The loco is a tank engine -- it has no separate tender. Both the coal bunker and water tank are carried on a rearward extension of the loco frame, in this case on a four-wheeled truck. It is a type of engine commonly but not always correctly referred to in the US as a "Forney." They were designed to be run safely at track speed in either direction without turning, making them well suited to suburban trains.

Next Stop

You are right, the engine is designed to run tender first at the head of the train. The likely destination is Harbor Springs, which was served by a branch line diverging just north of Petoskey. Another depot photo shows a main line train on the track adjacent to the station, and a branch line train with a similar engine, tender first, on the next track.

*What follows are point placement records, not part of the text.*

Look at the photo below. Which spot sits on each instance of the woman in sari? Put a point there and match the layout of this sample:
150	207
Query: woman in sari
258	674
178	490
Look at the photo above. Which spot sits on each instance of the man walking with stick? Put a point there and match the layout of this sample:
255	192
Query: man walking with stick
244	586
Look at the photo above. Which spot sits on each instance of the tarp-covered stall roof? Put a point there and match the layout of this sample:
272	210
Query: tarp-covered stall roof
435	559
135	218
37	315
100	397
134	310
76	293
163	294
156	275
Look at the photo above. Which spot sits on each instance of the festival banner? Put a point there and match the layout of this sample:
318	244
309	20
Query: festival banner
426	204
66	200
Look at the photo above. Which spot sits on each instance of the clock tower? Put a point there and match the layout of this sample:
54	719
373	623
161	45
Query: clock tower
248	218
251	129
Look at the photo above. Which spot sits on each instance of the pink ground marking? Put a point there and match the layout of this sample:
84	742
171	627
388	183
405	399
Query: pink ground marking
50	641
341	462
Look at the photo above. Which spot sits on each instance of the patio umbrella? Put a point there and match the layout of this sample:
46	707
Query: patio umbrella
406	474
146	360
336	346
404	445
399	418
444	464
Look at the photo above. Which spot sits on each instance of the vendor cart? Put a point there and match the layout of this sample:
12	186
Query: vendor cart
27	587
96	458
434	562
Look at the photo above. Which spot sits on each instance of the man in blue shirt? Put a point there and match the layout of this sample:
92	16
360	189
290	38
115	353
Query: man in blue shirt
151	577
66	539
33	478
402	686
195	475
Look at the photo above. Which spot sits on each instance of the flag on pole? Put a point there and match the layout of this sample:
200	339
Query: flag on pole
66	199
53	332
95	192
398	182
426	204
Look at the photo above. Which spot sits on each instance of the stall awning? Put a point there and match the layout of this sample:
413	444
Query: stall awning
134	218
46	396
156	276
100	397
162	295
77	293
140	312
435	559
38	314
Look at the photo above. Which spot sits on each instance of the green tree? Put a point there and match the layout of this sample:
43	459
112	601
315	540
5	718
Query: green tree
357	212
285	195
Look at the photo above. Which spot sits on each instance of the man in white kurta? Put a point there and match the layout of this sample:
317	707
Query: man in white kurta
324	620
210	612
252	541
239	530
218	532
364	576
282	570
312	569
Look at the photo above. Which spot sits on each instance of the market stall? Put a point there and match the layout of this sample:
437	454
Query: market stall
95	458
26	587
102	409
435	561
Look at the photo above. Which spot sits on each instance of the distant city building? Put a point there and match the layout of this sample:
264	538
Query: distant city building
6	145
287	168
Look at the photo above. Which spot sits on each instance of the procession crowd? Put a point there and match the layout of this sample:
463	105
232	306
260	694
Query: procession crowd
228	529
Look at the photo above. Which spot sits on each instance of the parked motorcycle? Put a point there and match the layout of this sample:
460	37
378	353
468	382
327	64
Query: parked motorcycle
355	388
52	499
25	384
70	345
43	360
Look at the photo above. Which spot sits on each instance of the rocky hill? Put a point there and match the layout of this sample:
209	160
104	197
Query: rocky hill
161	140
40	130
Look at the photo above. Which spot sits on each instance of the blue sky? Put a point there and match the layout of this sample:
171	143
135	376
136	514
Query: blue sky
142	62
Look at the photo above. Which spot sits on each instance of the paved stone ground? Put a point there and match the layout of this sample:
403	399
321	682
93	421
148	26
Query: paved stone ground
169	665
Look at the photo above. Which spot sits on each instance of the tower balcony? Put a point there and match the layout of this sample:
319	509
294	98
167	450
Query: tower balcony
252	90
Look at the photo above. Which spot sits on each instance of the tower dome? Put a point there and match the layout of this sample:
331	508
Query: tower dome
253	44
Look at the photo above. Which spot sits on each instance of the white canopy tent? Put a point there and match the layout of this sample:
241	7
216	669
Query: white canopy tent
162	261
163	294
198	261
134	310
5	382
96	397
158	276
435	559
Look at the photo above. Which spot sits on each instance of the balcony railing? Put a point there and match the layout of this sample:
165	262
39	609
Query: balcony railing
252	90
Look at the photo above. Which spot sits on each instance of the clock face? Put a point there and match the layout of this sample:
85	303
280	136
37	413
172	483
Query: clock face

In some eras, through Pullmans were carried from Cincinnati and Chicago, dropping wealthy tourists close to their lake front hotels.

It's a double ender

In this era about the only locomotives with big headlights on both ends were either switchers or double-enders. The catcher on the rear does indeed indicate this hog has regular assignment on a job where half of the trips are backward.

The earlier picture of Petoskey shows a train ready to leave here, probably with this very engine, running in reverse.

If you search an old GR&I timetable from this time, you'll find out where this train was going. It probably ran to some branch terminal that had no turn facilities, or it may have ended its run at some main line station that had no turn facility.

One of the most famous short line steam roads today, Pennsylvania's Strasburg Rail Road has been doing that from the start; there never have been turn facilities at Strasburg.

Take a ride on the GR&I

Click to embiggen.

Typical Trolley Stop

Ok typical turn of the century trolley stop. two trolleys numerous interesting people, wait a second go back the sort of dapper guy in the foreground with the lapstrake skiff on a hand truck. Excuse me buddy but you can't take your fishing boat on the trolley even if you pay 2 fares.

I am really trying to figure this one out and just what is he doing with the boat at a trolley stop, we will probably never know.

[He's taking it (or sending it) somewhere else. This is, as noted in the caption, a railroad station, not a a trolley stop. - Dave]

Sorry Dave I was only looking at the Trolley that was probably bringing people to the train. But on another note, why is there a man sitting in the boat? is he part of the shipment?

Engine/Tender

I'd like to see that engine and tender from the side; it appears that it's a commuter run (from the crowd on the platform) but it must run in reverse a lot because of the cow-catcher on the tender. No turn wye at either end of its run? Railfans - help?

Always a first here

Never have seen a boat on a baggage carrier before.